Daffo started off with some mellow indie vibes, featuring Cranberries-esque vocals that would only get more powerful throughout the set. Lead singer Gabi Gamberg was instantly captivating, and not only for the skirt-over-jeans combo she sported. This band proved to be masters of building up a song, understanding just the right moment to add a wall of distortion that could have knocked a toddler flat. This extended to a face-melting harmonica solo that solidified them as a powerhouse for me. Both guitarist and lead singer played off each other, even faux fighting with the necks of their guitars at a particularly loud moment in their set.

Throughout the night, the band seamlessly intermixed the expected indie rock songs with a few more country-sounding tracks. Something about this blend was enormously comforting, despite it not being particularly soft or gentle most of the time. Their song “Good God” has failed to leave my mind since seeing it live, flawlessly combining pensive lyrics with twangy guitar. Even though this was only night one of the tour, their charisma was clear. Banter, invitations to do-si-so and brutal honesty about having left merchandise back at the hotel made their set feel like I was watching old friends perform. There was plenty of singing along and dancing from the crowd, and even those who didn’t know them were clearly (and rightfully) charmed. Clearly, whiny vocals and a good sense of humour can make you a crowd favourite, especially when you make them feel right at home with your music.

Bathed in pink light and surrounded by the chaos of adoring fans, it was clear that Sir Chloe were in their prime. The band immediately launched into a song from their new record, complete with keys. I was struck by the quality of their performance and the way that it mimicked the record, taking me right back to the first time I heard these songs. The band seemed to be enjoying themselves, moving and dancing around along with the crowd. Despite this, I felt like there was a tangible air of sadness to the singer. Between songs, her mouth formed into a grim line, making her appear almost timid despite her performance being the antithesis of it.

“Animal” was almost an out-of-body experience, with the singer kneeling in front of the crowd and grabbing their hands. I got the sense that it was just as cathartic for her as it was for us, with the red lights washing the crowd, band, and crew clean of anything that came before. The setlist included mostly newer songs, but also the fan favourites. Though I’m not very well versed in Sir Chloe’s music, I got a clear sense that they had both grown into and found their true sound with the new record, showing a level of maturity with every song they played. A highlight of the evening was the live debut of a new song called “Forgiving”, during which the singer ended up on the floor and thrashed around like she was in a fight with the song.

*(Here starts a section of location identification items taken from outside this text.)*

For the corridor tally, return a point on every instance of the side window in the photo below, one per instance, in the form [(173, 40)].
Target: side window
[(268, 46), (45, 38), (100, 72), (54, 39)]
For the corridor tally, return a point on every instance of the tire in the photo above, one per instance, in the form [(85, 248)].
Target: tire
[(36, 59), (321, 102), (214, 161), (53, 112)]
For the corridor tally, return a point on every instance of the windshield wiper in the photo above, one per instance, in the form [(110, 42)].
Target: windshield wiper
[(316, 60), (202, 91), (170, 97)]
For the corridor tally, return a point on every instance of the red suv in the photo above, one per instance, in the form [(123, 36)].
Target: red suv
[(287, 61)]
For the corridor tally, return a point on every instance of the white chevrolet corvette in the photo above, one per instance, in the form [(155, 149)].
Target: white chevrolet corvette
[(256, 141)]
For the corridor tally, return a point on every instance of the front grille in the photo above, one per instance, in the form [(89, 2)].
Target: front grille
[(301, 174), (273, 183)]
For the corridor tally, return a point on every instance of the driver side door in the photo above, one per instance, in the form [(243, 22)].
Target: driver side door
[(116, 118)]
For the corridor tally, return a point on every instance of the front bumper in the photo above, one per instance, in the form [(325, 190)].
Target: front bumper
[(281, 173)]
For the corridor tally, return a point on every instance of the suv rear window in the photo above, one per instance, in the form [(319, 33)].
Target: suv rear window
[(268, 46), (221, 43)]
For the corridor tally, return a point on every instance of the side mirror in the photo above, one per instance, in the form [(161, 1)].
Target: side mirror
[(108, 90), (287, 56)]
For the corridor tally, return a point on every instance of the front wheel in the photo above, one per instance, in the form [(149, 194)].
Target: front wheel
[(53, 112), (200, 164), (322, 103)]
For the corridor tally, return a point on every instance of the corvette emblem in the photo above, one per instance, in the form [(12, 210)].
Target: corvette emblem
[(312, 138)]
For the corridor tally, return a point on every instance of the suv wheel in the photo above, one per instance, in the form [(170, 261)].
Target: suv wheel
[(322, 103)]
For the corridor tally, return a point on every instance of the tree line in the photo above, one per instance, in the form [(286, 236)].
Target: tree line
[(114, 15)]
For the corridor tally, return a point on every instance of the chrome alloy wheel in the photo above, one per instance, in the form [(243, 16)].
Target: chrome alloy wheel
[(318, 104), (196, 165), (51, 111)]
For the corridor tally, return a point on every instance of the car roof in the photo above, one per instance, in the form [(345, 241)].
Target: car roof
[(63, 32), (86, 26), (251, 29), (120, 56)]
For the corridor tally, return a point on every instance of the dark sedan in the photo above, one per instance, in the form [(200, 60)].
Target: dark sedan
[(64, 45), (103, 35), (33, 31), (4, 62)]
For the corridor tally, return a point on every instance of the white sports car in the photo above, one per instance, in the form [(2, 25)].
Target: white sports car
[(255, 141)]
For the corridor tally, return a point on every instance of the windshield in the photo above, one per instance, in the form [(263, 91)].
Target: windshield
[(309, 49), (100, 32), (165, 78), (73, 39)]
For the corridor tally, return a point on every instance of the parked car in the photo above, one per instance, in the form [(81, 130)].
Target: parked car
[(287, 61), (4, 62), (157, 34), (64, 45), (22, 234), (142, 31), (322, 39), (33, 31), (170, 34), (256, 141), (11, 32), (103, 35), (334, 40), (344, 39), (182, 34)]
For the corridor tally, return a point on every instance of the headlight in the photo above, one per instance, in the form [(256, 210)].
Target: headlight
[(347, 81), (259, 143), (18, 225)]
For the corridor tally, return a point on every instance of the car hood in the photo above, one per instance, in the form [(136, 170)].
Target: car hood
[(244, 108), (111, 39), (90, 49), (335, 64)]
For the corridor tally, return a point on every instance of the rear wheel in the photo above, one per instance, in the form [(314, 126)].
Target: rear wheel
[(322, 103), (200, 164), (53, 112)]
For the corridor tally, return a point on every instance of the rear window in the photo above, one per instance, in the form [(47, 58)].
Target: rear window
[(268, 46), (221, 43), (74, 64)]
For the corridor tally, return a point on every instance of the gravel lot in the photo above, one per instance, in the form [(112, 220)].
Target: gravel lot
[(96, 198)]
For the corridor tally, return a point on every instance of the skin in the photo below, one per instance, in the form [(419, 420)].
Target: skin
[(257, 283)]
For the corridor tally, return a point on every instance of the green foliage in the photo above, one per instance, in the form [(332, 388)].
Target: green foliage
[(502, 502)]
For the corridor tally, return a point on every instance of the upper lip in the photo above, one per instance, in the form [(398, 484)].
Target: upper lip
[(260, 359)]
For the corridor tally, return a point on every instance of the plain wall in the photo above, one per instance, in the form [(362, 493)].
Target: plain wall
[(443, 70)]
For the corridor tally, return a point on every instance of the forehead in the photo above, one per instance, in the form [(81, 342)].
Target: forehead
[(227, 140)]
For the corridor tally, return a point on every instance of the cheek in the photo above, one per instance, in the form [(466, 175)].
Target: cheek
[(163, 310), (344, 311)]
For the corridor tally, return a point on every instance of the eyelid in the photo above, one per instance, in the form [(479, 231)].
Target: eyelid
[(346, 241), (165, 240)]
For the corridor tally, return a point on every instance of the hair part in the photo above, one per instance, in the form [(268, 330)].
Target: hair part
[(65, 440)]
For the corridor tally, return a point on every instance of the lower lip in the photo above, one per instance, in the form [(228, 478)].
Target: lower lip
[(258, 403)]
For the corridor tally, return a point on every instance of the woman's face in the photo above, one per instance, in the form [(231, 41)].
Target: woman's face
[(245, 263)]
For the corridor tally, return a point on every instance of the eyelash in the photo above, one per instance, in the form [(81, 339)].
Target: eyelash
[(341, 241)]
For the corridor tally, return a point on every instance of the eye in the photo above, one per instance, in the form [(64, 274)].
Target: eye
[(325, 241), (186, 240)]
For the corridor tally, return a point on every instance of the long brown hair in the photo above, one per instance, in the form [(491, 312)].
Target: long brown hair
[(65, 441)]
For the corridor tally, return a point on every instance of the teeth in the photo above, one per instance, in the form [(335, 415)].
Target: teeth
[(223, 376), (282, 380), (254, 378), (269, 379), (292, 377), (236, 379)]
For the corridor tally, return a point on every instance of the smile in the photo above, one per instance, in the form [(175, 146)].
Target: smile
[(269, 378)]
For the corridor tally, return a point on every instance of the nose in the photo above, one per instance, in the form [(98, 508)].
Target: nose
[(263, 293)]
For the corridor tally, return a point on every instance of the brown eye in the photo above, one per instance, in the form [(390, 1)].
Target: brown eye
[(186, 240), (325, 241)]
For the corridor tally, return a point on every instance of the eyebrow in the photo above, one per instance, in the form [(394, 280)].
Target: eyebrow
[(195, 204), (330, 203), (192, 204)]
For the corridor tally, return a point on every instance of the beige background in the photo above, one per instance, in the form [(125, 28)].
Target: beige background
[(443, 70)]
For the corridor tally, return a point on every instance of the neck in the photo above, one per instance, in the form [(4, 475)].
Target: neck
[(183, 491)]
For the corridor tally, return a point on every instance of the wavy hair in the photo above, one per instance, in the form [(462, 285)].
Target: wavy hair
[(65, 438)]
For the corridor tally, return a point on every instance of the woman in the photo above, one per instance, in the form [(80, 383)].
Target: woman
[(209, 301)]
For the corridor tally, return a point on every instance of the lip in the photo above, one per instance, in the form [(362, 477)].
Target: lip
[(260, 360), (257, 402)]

Though her music is often chock full of guttural emotions, I wasn’t expecting them to literally bring her to her knees. It was a common feeling throughout the night, which seamlessly blended the sad with the more intense. I appreciated the fact that it felt like she was going through those feelings with us, rather than just bearing witness to them. 

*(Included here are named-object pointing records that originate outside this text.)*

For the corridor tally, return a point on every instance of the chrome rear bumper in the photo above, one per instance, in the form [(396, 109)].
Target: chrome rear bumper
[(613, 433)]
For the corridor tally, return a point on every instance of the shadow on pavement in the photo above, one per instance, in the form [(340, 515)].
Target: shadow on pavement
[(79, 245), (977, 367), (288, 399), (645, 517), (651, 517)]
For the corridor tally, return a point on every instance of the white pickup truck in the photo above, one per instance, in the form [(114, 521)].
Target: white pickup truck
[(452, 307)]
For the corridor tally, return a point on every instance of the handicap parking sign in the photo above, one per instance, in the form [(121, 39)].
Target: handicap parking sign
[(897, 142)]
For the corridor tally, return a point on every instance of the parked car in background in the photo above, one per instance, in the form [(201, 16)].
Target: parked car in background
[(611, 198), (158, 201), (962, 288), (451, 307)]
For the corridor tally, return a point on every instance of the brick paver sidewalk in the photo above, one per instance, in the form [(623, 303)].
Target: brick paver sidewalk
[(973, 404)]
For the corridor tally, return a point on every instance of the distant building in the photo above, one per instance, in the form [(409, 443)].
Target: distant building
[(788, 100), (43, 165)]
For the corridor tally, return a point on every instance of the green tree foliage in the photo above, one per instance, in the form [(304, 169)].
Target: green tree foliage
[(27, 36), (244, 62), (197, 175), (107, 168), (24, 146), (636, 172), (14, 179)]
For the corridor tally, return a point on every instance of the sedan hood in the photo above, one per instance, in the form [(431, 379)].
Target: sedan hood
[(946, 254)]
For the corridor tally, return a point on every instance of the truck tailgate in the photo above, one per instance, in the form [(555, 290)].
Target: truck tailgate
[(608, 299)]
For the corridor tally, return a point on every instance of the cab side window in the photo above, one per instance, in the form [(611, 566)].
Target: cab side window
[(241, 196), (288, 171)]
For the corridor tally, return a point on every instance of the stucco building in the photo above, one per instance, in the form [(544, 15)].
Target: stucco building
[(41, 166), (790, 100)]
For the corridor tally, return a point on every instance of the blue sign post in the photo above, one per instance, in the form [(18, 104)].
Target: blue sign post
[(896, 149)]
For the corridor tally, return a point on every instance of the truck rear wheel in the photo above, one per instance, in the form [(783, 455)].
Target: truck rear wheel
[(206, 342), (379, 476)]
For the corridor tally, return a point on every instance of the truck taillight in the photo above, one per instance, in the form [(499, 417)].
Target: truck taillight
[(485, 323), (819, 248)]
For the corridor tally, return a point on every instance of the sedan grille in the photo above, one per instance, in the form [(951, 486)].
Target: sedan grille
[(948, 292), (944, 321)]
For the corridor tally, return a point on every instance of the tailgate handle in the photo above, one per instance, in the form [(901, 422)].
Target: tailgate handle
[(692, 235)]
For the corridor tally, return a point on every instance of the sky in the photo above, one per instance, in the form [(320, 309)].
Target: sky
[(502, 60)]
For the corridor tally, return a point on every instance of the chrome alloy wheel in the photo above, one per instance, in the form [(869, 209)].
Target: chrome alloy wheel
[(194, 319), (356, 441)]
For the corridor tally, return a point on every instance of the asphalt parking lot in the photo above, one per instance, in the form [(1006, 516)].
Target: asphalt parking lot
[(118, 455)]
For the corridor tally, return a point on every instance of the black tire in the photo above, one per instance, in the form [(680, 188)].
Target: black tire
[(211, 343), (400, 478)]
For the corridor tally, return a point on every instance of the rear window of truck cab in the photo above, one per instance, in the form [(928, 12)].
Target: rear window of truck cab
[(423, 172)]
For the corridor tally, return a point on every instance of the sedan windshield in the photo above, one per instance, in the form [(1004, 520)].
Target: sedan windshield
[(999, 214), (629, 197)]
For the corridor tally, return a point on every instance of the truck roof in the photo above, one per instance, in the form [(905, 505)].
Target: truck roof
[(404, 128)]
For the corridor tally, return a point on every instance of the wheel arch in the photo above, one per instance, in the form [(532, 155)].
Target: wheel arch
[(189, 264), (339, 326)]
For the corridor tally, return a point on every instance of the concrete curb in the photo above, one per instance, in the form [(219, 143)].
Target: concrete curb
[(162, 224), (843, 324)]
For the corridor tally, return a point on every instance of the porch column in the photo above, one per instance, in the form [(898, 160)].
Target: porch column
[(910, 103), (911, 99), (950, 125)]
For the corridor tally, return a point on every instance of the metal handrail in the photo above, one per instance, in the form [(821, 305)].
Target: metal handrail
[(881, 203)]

Throughout the evening, there was a distinct difference between songs off of their debut record Party Favors. For me, “Sedona” was the most important song of the night. Though I know it’s a basic pick, I listened to it a lot when I was in high school. Full circle moments are important to me, and the shift from blasting this song on the bus to hearing it from the front row was really special. To me, hearing songs live makes it feel real, and solidifies every experience I’ve ever had in connection to what I’m hearing. Though music generally evokes a sense of community, this was a show during which I felt it was overwhelmingly strong. Being there and reckoning with my own feelings alongside both the crowd and the artist is what will stick in my memory. From smash hits all the way to brand new tunes, this evening has definitely reignited my passion for Sir Chloe, as well as opened my eyes to the wonder that is Daffo.